The Chicago Tribune - January 11, 2000
Paul Salopek, Tribune Foreign Correspondent
Vice President Al Gore, the health ministers of several African nations and UN Secretary General Kofi Annan warned the council that Africa's AIDS woes are reaching a point where they imperil political stability.
Gore promised that the White House would ask Congress for an additional $150 million in U.S. funding for vaccine research and prevention programs in Africa, and that it will convene a meeting of business leaders in Africa to start developing prevention programs for the workplace.
"We tend to think of a threat to security in terms of war and peace," Gore said in the first speech by a U.S. vice president to the 15-member body. "Yet no one can doubt that the havoc wreaked and the toll exacted by HIV/AIDS do threaten our security."
AIDS activists applauded the meeting, but some questioned whether Gore's participation was designed to deflect criticism of the administration's drug policies in Africa. Last year the U.S. threatened trade sanctions against AIDS-plagued South Africa when that country moved to manufacture cheaper copies of American AIDS medicines.
"When 10 people in sub-Saharan Africa are infected every minute; when 11 million children have already become orphans and many must be raised by other children; when a single disease threatens everything from economic strength to peacekeeping--we clearly face a security threat of the greatest magnitude," Gore told the council. "I think that it's a start that after 4,000 meetings of the UN Security Council, this is the first one that addresses a health issue," he said.
Namibia's health minister, Dr.
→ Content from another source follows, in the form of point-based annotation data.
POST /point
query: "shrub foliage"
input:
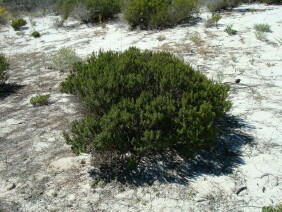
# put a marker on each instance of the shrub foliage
(4, 65)
(90, 10)
(158, 13)
(142, 102)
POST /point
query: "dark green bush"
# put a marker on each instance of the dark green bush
(18, 23)
(141, 102)
(90, 10)
(35, 34)
(158, 13)
(4, 65)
Libertine Amathila, said AIDS was devastating his country's economy, robbing families of breadwinners and children of their parents.
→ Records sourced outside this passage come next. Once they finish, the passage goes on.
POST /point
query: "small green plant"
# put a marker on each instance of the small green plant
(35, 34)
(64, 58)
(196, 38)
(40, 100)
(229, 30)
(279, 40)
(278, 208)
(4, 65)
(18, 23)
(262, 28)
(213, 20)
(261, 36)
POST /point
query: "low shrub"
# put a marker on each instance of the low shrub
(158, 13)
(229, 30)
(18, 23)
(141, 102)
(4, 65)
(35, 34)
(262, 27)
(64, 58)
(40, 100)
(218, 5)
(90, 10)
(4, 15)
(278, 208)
"It is immoral that the worst-affected continent has the lowest access to care," she said, urging wealthy countries to make drugs to treat those infected with HIV available at prices Africans can afford.
She cited statistics from UNAIDS, a Geneva-based organization of epidemiologists and statisticians who study AIDS, that show only $165 million was spent on AIDS prevention in Africa in 1996, while estimates suggest that between $800 million and $2.5 billion a year is needed.
"It is worth pondering how the international community successfully mobilized hundreds of billions of dollars over the last few years to minimize the impact of that `other' virus--Y2K," the executive director of UNAIDS, Dr. Peter Piot, told the council.
Gore announced that the U.S. was pledging an extra $100 million in assistance to programs fighting AIDS around the world. About $50 million more would be earmarked for a vaccine program that not only included AIDS but other infectious diseases as well, such as malaria.
"We welcome any show of commitment by the administration, but we see this as an attempt to deflect attention from their bullying tactics to deny poor countries access to AIDS medicines around the world," said Asia Russell, a spokeswoman with ACT UP, which has demonstrated against Gore on the campaign trail.
Russell said $150 million "was a drop in the bucket" for Africa's estimated 30 million carriers of HIV, the virus that causes AIDS. The domestic budget for AIDS drug assistance programs totals $1 billion for about 100,000 people, she said.